Hardwiring for Happiness. How We Can Change Our Brain, Mind & Personality.

Hardwiring for Happiness: How We Can Change Our Brain, Mind and Personality

We’ve always known that the human brain is pretty excellent – but with research in the field of neuroplasticity, it just keeps getting better. Neuroplasticity refers to the capacity of the brain to heal itself, grow new neurons and be shaped by our deliberate efforts. The science is gathering huge momentum in the mainstream, and well it should. Some things are just too good to keep quiet. 

Positive mental experiences such as happiness, compassion and accomplishment (to name a few) can actually change our brain structure. The more we can fully experience positive feelings, the more those experiences can be hardwired into our brain and have a lasting effect. This is important. Let me explain why. 

There’s this thing we humans do that tends to bring us unstuck and it’s this: We pay attention to bad information quicker than we pay attention to the good. Bad feelings, bad experiences, bad feedback – we’re drawn to it and tend to let it stick to the insides of our head like honey – thick, sticky and hard to shift just by wishing it would go.

Like positive experiences, negative experiences will also change the structure of our brain – but even more so than anything positive will.  If we have a good experience and an equally powerful bad one – it’s the bad one that will curl around our thoughts and keep us up up at night.

Try this quick test: Imagine that you’ve won $1,000 – a crispy pile of good looking notes just for you. How would that feel? Well of course it would feel brilliant, right? Now imagine that you’ve lost $1,000. Gone. Just like that. Never coming back. How does that feel? It’s very likely that your distress around losing the money would outweigh the happiness you would feel about winning it. That’s the negativity bias. And it’s real. We all do it – anyone who is any version of human.  
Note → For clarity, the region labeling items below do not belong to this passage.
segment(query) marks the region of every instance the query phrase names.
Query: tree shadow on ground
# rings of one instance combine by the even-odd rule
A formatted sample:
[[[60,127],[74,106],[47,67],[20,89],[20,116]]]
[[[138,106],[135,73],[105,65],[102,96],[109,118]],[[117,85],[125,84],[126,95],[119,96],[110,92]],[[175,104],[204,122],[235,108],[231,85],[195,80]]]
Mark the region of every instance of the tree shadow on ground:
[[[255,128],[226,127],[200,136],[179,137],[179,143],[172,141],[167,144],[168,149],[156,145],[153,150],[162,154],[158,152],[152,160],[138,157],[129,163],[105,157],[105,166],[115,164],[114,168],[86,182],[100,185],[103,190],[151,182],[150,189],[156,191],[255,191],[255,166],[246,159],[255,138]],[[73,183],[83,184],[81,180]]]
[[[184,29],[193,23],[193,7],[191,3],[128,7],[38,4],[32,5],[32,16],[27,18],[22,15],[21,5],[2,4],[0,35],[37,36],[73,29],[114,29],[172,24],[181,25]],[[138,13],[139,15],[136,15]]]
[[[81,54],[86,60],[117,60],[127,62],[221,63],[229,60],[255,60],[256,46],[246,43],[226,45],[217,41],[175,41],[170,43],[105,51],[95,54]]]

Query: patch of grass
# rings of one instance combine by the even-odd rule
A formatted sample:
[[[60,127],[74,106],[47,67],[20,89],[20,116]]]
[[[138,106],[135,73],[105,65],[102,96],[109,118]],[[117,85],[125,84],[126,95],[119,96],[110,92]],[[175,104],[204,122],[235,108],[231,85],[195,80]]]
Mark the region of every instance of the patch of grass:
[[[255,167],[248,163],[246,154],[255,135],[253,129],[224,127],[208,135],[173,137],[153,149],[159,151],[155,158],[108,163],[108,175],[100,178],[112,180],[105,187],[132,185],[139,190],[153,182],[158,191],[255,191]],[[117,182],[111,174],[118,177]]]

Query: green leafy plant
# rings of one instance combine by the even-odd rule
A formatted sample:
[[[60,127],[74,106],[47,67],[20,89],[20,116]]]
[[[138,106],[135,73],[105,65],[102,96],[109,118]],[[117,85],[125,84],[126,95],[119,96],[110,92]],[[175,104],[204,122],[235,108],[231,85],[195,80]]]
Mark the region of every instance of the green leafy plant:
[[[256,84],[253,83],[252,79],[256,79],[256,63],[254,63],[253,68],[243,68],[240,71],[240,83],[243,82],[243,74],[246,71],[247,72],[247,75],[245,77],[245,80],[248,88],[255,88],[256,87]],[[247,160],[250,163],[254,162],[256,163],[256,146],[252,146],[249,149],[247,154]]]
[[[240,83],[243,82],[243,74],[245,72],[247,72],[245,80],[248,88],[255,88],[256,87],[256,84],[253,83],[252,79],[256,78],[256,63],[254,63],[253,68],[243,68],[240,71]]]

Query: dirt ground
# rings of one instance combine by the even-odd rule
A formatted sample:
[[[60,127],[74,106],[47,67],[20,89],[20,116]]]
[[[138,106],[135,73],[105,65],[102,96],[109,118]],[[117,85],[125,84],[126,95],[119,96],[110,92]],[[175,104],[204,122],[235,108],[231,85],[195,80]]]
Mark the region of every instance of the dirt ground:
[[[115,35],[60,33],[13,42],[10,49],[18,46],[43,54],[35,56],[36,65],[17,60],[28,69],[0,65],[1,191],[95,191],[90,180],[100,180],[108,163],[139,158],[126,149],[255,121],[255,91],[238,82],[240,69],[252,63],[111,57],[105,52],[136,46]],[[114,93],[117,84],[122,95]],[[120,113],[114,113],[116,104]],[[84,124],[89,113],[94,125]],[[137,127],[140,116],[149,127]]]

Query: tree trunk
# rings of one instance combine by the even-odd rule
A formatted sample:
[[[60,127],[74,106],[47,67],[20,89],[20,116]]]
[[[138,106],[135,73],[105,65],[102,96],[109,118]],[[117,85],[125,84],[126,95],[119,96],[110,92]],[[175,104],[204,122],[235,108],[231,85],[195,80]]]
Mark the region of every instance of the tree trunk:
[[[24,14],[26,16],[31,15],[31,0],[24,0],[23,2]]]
A negative bias? Why oh why?

Once upon a time the negativity bias would have been a lifesaver – literally. The existence of the negativity bias makes sense when you think of it in evolutionary terms. Paying attention to the bad would have served our ancestors well, keeping them safe from wild animals and any other potential threat. It would have been much more important for them to stay clear of danger (by paying attention to warnings from the environment) than to pay attention to the things that made them feel good. Fast forward to a time where we’re less likely to be dinner, and the negativity bias is not as useful as it once may have been.

Here’s the good news: We can actually diminish the effect of the negativity bias.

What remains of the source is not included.